We only test 11th grade students for math in our high schools. The data for them is found on Page 52 in the report, where it shows 41.19 percent of our students scored either Proficient or Distinguished. Jim’s number of 59 percent is thus exactly supported by the Interim Performance Report.
Jim said that 71 percent of low income students in high school score below proficient in math.
Page 52 also lists this figure under the usual proxy for poverty, which includes the students in the federal free and reduced cost lunch program (Shown as “F/R Lunch Approved” in the report). Only 28.10 percent of these low income high school students scored Proficient or more. With rounding, that means 72 percent were not proficient. Again, the report version Jim checked could have had a slightly different figure, but the one point difference is trivial.
Jim said that 79 percent of black high school students scored below proficient.
Page 52 also has the data pertaining to this comment. It shows 20.82 percent of the state’s African-American high school students scored Proficient or more, so it is obvious that 79 percent did not.
Jim said that in the subjects of math, science, social studies and writing, fewer than 30 percent of our high school minority and low income students were proficient.

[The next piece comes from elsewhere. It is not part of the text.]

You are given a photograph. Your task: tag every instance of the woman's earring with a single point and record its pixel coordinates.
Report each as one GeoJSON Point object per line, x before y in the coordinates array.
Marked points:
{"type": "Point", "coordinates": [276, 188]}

I think he slightly misspoke and should have said “black” instead of “minority” in his statement. If you check Pages 52, 55, 58, and 61 in the report, you will find Jim’s statement holds true for both blacks and low income students.
But, Jim’s statement likely does hold when all the minority groups’ scores are averaged together. I say likely because, unfortunately, the Kentucky Department of Education no longer publishes the number of students in each racial category in the score reports. However, I am pretty sure that if I could take weighted averages of scores across all the minority groups, because blacks strongly outnumber all other groups, the overall average scores for all minorities would also fall below 30 percent proficiency.
For example, numbers for 11th grade minorities who took the CATS math assessment in 2008 were reported in the 2007-2008 Kentucky Performance Report for the state on Page 155. There were 4,610 blacks but only 731 Hispanics, 420 Asians, and 489 students who reported as “Other.” I applied those 2008 numbers to the 2009 scores for writing, the area where blacks scored their highest, and so did most of the other minority groups. The black writing proficiency rate was 25.91 percent. Taking the weighted average score for all the minorities produced an overall minority average score of 28.76 percent. Again, I have to use 2008 student numbers with the 2009 data for this estimate, but I think the 2009 numbers of students tested probably didn’t vary that much.
Jim said that in reading in high school, little more than half of low income students are proficient while only 44 percent of blacks are.
Page 49 in the Interim Performance Report for 2009 confirms those numbers.
The statistics that Jim Waters presented to the Interim Joint Education Committee are on target with the data from the Kentucky Department of Education. It is disappointing to me that even some members of the press who cover education frequently in this state simply don’t know what is really going on. Talk about denial.
Also, please understand that the data Jim quoted came from the Kentucky Core Content Test, which is being replaced because it provides an inflated idea about the real preparation of our students to face the 21st Century. Had Jim cited information from more credible tests like the National Assessment of Educational Progress, or the Benchmark Score performance on the ACT college entrance test, the numbers of students meeting standards would be MUCH lower still.
Now, you know more than at least one outspoken, but very misinformed, member of the media who covers education in this state.